Even now, there isn't a reliable source of statistics on language usability according to region. No government agency interviews people in the US to determine which languages individuals know, so it is unknown how widely Swahili is spoken in the world. Instead, such numbers as exist (mostly at the hands of SIL) derive from guesswork, traditional language geography knowledge (they speak Logoori in Vihiga county, Kenya), available census data, and some theory of how to extrapolate from such figures to figures on "number of speakers of English (etc.)" in the world. The proposition that French was more widely spoken in the world than English 100+ years ago seems anecdotally reasonable, but not a solidly-established fact (for the preceding reasons). The status of Latin, Arabic, Persian, Mongolian, Chinese, Russian, Spanish, Egyptian etc. is scientifically unknown.

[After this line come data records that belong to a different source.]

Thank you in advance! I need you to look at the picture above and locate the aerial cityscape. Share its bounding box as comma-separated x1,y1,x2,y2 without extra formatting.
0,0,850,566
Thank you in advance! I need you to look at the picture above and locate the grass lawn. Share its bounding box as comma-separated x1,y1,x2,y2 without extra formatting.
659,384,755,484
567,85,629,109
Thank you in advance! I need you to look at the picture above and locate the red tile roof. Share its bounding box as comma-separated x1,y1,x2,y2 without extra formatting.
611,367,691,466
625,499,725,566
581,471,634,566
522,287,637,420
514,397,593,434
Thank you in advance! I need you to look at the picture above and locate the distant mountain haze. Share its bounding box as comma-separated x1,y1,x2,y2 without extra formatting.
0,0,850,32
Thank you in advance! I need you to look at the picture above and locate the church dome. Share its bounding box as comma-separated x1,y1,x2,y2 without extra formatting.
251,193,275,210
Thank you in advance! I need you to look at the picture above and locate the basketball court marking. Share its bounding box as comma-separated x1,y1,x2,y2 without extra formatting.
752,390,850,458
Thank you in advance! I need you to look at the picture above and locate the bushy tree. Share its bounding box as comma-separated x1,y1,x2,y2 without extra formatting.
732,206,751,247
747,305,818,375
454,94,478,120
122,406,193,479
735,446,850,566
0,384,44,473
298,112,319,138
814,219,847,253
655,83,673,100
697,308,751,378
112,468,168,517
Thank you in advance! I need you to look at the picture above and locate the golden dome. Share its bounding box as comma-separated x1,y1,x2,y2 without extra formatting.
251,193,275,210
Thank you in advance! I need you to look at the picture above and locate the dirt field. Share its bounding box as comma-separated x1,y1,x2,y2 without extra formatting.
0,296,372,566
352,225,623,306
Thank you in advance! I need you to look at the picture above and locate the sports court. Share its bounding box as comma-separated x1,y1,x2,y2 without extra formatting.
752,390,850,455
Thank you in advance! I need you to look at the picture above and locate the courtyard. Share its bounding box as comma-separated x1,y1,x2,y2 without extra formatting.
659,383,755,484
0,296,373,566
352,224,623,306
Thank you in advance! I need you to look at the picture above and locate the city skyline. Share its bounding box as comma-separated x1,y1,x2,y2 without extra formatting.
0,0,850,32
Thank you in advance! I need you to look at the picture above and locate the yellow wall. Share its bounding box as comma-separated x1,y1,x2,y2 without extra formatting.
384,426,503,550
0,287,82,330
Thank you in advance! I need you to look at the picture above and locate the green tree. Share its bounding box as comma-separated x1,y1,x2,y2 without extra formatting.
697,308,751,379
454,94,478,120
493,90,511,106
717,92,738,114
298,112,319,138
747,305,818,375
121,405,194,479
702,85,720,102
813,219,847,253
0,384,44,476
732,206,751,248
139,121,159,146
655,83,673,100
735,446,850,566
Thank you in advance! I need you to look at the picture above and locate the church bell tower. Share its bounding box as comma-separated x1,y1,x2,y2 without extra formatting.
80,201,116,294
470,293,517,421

If the question size is about the land area in which one is likely to be able to find a speaker of that language, the best obtainable proxy measure would be the size of historical empires. The Mongol Empire was huge, even bigger than the Russian Empire, so it is likely that speakers of Mongolian were very widely distributed in the past. It is important to recognize that the Mongol empire was not mono-ethnic even if it was organized by Mongolian speakers, so it is not clear how Mongolian vs. Turkic would compare. But again, if the concern is just geographical area and not density of speakers, Mongolian would be in second position, Russian in third position, Chinese, Spanish, French, Arabic. An alternate metric would be to try to quantify influence in trade, or resistance to assimilation. Hindi is spoken throughout the globe and is retained for generations, but not because of the expansion of a Hindi-speaking empire.
But as I say, getting good statistics on the question is really impossible.